The following comment was submitted in response to my article “The Messy Realities of Bisexuality”: I am a male in my forties and have explored being sexual with men for about five years. I have a strong attraction to fit, muscular men but also to soft and sensual women. It seems that when I am in a relationship with a man, I think about what I am missing with a woman and vice versa.
Your comment is fairly representative of someone who is bisexual. But this kind of conflict exists for people who are gay and straight as well. Being committed to a relationship does not disconnect our attraction to others. We may still have powerful sexual urges to be with someone else. We just don’t need to respond to every sexual urge we experience.
In economics, the prospect theory explains that when confronted with a decision where the risks and outcomes are both uncertain, we tend to magnify the potential losses and minimize the potential rewards. Similarly, if you wish to find a monogamous relationship, you will need to shut down a response to those urges to have a sexual relationship with someone else. Granted, that isn’t easy to do.

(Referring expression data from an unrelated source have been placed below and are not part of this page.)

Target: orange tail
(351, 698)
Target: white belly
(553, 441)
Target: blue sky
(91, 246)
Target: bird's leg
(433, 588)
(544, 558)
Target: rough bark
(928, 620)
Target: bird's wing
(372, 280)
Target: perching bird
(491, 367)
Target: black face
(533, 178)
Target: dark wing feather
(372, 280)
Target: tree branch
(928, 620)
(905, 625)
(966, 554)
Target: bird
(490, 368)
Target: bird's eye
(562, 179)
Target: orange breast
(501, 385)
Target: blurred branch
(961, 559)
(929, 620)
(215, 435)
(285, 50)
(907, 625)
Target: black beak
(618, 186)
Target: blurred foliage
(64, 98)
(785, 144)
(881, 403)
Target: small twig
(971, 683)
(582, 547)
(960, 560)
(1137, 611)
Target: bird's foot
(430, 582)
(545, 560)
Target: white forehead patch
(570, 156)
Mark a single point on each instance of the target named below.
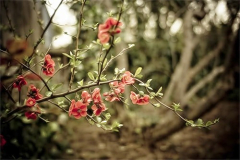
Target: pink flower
(98, 108)
(30, 102)
(48, 69)
(111, 97)
(78, 109)
(127, 78)
(110, 27)
(134, 97)
(140, 100)
(3, 141)
(33, 92)
(96, 96)
(19, 82)
(143, 100)
(86, 97)
(118, 87)
(31, 115)
(103, 37)
(48, 66)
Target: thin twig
(9, 20)
(58, 106)
(77, 42)
(29, 70)
(44, 31)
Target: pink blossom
(78, 109)
(118, 87)
(140, 100)
(30, 102)
(134, 97)
(111, 97)
(86, 97)
(48, 66)
(110, 27)
(96, 96)
(19, 82)
(98, 108)
(33, 92)
(127, 78)
(3, 141)
(31, 115)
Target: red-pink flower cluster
(3, 141)
(19, 82)
(117, 88)
(48, 66)
(107, 29)
(79, 109)
(138, 99)
(98, 106)
(33, 94)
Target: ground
(220, 142)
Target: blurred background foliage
(171, 38)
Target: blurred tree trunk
(180, 90)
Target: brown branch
(28, 68)
(77, 42)
(44, 31)
(8, 18)
(206, 60)
(207, 79)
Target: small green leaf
(54, 87)
(199, 122)
(67, 55)
(48, 93)
(216, 120)
(80, 83)
(116, 71)
(209, 123)
(108, 116)
(139, 76)
(99, 119)
(106, 45)
(90, 75)
(117, 40)
(131, 45)
(105, 62)
(138, 71)
(157, 105)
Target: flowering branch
(44, 31)
(77, 42)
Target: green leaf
(199, 122)
(131, 45)
(138, 71)
(55, 86)
(67, 55)
(216, 120)
(209, 123)
(157, 105)
(108, 116)
(117, 40)
(90, 75)
(148, 82)
(105, 62)
(116, 71)
(106, 45)
(99, 119)
(80, 83)
(48, 93)
(139, 76)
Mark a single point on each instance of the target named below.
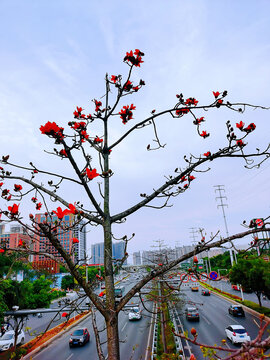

Of course, one can find exceptions. Some people live in committed relationships that allow a certain amount of openness in responding to sexual attraction to another person. Each couple must make their own rules, but what is critical is honesty in the relationship to keep from betraying the other person’s trust.
All relationships require some sacrifice, and not just in the area of sex. If you’re unwilling to make sacrifices, perhaps you’re not ready for a relationship, although your comment suggests that you are. In that case, it means either sacrificing something you desire sexually or finding someone who will accept the duality of your sexual attractions.